In summary, while the observed deletion offers a hint toward a contributory role of COPB2 in BPES, the evidence is complicated by its occurrence within a larger genomic interval that also affects recognized BPES determinants. The clinical validity remains limited, necessitating further investigation to clarify whether COPB2 independently contributes to BPES pathogenesis.

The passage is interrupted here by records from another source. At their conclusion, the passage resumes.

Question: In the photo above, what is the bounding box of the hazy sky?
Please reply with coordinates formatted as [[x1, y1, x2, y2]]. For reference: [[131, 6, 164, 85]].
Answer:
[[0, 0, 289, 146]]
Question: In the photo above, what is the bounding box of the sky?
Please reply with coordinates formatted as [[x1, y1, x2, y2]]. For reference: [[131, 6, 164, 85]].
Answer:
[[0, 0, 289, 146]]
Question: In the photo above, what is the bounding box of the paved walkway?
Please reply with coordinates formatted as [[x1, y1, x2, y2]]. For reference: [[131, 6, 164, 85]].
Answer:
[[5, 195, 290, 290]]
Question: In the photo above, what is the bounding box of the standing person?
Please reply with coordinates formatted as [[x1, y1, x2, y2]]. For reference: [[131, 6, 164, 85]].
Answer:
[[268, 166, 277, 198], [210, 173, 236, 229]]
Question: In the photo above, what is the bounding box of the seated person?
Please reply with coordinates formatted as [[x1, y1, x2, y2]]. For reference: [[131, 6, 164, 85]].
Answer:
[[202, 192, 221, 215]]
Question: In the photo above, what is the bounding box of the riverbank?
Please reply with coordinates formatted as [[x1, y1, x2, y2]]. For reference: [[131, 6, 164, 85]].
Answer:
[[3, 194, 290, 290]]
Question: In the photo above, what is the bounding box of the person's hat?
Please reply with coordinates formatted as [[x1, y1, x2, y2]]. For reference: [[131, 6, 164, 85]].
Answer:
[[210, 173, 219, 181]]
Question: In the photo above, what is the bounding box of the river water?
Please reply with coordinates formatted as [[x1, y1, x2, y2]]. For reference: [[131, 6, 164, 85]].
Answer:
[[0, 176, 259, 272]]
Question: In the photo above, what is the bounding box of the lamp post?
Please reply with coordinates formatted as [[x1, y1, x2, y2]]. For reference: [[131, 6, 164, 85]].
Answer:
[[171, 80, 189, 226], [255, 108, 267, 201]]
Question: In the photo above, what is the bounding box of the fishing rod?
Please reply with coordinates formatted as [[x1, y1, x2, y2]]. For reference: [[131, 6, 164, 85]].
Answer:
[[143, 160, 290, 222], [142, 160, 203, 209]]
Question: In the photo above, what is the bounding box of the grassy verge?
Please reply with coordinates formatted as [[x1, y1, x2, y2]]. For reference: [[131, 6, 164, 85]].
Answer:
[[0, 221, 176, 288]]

Key Take‑home: Despite intriguing genomic findings, the current evidence for COPB2’s association with BPES is limited and should be interpreted with caution in diagnostic contexts.

References

  • Molecular Syndromology • 2019 • Blepharophimosis, Ptosis, Epicanthus Inversus Syndrome: New Report with a 197-kb Deletion Upstream of FOXL2 and Review of the Literature PMID:31191203
  • Human Molecular Genetics • 2017 • Copb2 is essential for embryogenesis and hypomorphic mutations cause human microcephaly PMID:29036432
  • European Journal of Medical Genetics • 2023 • Novel insight into the phenotype of microcephaly 19 in the patient with missense COPB2 mutation PMID:37734708

Evidence Based Scoring (AI generated)

Gene–Disease Association

Limited

A single de novo 197‑kb deletion encompassing COPB2, MRPS22 and regulatory elements for FOXL2 was reported in a patient with BPES (PMID:31191203), without robust segregation or multiple independent observations.

Genetic Evidence

Limited

Genetic evidence is confined to one CNV event with no additional independent COPB2 variants reported in BPES.

Functional Evidence

Limited

Functional studies of COPB2 have been conducted in the setting of microcephaly, not BPES, and thus do not directly support its pathogenic role in blepharophimosis, ptosis, and epicanthus inversus syndrome (PMID:29036432; PMID:37734708).